System Architecture¶
The In-Dataset Discovery Service is a self-contained application designed to act as a specialized query layer within the DataGEMS ecosystem.
Core Components¶
-
FastAPI Application: The heart of the service is a Python web application built with FastAPI. It exposes the REST API, handles incoming HTTP requests, and orchestrates all internal operations.
-
Geospatial Component: A module that processes natural language geospatial queries, identifies places using Wikidata, generates OverpassQL queries, and retrieves geospatial data from OpenStreetMap via the Overpass API.
-
Text-to-SQL Component: An intelligent module that converts natural language questions into SQL queries using LLM capabilities. It handles database schema understanding, query generation, and execution.
-
Security Layer: This layer intercepts all incoming requests to perform authentication and authorization. It integrates with an external OIDC provider to validate JWTs and with the DataGEMS Gateway to fetch user-specific permissions.
Request Flow¶
Geospatial Query Flow¶
- A user sends a
GET /geospatialrequest with a natural language question about a location. - The service uses Wikidata to identify the most relevant place entity.
- An OverpassQL query is generated based on the Wikidata information.
- The Overpass API is queried to retrieve geospatial data.
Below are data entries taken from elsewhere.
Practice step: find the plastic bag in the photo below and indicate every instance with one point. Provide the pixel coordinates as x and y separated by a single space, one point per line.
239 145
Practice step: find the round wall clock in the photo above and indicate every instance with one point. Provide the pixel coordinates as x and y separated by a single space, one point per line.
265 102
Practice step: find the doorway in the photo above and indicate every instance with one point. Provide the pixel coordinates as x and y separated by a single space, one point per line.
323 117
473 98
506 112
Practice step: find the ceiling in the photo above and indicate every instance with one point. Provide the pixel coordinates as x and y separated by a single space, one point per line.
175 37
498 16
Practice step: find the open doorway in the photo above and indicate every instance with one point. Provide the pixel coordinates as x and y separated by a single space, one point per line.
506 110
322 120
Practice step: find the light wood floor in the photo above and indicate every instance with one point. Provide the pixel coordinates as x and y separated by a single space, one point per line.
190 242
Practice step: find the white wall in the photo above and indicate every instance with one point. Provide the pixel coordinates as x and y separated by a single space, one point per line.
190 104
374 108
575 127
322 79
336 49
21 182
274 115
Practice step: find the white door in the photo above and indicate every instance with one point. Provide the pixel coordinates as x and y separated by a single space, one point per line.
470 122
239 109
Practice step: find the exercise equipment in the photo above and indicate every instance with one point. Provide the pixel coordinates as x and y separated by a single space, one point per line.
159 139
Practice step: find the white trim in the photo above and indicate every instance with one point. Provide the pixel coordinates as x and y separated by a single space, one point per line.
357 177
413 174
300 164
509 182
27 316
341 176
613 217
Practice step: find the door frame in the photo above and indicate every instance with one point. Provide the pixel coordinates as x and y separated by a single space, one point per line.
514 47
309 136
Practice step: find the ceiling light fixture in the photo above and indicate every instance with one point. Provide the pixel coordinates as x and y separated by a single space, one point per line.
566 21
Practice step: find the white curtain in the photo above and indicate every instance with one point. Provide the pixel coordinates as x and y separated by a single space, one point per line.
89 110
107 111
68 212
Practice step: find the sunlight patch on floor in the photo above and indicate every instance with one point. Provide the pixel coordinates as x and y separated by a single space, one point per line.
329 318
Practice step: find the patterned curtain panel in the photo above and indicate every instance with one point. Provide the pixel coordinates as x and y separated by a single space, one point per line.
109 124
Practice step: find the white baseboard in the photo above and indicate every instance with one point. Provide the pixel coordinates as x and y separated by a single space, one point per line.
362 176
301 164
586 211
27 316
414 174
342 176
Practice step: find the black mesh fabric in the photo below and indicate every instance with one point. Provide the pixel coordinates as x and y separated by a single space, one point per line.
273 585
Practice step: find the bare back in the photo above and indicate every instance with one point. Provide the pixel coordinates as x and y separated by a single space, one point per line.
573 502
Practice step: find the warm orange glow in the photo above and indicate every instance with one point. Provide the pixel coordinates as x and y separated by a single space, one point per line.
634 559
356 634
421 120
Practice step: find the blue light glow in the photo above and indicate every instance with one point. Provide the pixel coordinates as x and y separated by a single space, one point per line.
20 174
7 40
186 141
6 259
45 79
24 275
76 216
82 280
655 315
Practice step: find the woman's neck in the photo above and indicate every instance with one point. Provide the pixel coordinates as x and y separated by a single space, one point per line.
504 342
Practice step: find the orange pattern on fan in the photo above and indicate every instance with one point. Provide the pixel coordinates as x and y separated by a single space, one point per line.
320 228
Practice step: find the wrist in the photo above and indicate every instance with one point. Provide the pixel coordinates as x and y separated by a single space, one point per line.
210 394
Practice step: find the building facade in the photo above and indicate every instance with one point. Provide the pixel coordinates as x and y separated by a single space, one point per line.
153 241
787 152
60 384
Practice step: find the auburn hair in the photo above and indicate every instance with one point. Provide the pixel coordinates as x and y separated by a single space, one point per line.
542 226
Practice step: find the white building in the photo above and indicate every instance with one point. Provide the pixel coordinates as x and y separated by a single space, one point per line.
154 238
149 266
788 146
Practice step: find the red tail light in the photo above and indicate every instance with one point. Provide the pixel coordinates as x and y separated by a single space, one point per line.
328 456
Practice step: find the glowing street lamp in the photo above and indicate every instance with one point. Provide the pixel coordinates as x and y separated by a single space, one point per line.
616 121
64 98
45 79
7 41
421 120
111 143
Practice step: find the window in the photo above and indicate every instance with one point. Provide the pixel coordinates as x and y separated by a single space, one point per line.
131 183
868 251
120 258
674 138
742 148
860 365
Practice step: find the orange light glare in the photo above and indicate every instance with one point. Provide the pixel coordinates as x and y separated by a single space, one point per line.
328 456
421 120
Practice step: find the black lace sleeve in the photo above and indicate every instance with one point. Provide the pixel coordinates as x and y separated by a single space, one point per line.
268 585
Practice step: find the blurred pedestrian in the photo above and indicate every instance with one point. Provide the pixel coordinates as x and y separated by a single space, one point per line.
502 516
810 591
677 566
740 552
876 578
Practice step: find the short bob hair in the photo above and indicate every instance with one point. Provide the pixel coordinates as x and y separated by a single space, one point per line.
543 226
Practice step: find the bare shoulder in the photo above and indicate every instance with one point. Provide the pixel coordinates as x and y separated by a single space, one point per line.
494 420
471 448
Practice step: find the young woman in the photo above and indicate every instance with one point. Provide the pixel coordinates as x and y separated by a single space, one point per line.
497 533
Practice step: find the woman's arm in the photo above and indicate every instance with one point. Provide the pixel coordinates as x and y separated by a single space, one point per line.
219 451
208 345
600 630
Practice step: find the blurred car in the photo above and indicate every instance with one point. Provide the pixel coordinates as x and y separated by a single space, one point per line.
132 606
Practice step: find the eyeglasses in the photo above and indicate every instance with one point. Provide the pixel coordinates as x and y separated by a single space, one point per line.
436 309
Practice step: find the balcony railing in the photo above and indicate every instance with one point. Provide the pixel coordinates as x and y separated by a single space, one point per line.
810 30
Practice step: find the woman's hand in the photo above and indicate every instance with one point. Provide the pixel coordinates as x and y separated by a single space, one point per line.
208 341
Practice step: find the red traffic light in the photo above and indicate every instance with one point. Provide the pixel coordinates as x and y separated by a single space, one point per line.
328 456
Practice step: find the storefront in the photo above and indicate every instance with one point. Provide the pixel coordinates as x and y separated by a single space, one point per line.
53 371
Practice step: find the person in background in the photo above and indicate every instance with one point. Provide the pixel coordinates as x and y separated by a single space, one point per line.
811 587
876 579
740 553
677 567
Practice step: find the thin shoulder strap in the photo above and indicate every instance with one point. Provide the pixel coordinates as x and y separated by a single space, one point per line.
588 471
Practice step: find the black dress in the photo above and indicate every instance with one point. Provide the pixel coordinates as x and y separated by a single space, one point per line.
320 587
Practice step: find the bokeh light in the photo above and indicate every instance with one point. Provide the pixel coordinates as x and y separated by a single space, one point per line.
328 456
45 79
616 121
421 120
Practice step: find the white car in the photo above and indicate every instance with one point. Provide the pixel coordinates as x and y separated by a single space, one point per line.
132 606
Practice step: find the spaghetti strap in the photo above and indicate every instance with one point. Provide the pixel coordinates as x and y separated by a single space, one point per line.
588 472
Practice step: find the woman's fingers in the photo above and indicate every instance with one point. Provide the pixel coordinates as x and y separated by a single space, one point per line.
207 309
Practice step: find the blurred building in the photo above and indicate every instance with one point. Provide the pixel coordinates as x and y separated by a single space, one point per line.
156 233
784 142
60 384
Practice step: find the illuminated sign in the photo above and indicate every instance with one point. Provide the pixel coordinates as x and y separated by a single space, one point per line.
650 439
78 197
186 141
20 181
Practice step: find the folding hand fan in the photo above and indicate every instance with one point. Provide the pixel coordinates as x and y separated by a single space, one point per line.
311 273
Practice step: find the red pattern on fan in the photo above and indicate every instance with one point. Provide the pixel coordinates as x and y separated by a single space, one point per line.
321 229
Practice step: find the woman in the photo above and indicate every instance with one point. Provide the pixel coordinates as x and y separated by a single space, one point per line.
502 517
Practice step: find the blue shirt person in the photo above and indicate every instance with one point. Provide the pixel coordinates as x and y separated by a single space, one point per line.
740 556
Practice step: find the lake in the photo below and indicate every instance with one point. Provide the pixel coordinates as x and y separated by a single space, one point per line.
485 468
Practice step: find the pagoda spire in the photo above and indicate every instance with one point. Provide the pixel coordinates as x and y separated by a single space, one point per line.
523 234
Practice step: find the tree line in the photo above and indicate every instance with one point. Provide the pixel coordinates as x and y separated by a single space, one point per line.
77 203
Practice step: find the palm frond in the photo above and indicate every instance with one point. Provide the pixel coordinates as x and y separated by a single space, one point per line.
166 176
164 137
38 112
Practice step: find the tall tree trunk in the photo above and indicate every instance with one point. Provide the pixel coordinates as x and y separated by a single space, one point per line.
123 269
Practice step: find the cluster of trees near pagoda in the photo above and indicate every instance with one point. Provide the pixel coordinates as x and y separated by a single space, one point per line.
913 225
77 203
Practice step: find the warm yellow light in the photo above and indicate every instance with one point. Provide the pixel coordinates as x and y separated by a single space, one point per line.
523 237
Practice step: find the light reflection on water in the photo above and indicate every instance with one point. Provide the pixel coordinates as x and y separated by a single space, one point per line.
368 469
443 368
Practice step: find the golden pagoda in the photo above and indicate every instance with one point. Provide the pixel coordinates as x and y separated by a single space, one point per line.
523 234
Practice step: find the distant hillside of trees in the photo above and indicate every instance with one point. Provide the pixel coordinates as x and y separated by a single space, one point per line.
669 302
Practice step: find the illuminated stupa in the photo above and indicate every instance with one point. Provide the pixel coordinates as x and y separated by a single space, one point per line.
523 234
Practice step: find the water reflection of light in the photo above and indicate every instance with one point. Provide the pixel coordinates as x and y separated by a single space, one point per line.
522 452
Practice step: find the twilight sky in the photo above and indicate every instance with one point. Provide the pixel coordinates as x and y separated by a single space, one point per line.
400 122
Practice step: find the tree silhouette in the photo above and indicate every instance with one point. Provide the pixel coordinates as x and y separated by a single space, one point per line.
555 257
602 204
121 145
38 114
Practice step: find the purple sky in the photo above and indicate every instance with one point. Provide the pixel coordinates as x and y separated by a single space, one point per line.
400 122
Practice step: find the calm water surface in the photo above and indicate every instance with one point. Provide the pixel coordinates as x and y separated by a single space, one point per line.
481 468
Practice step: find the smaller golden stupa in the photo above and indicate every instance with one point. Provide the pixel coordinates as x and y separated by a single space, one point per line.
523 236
- Results are formatted and returned, including coordinates, GeoJSON data, and bounding boxes.
Text-to-SQL Query Flow¶
- A user sends a
POST /text2sqlrequest with a natural language question and database connection information. - The Security Layer validates the token and checks for the required user roles (if authentication is enabled).
- The Text-to-SQL Component uses an LLM to analyze the question and database schema.
- A SQL query pattern is generated and parameterized with the provided coordinates or other parameters.
- The SQL query is executed against the specified database.
- Results are returned with the generated SQL and execution results.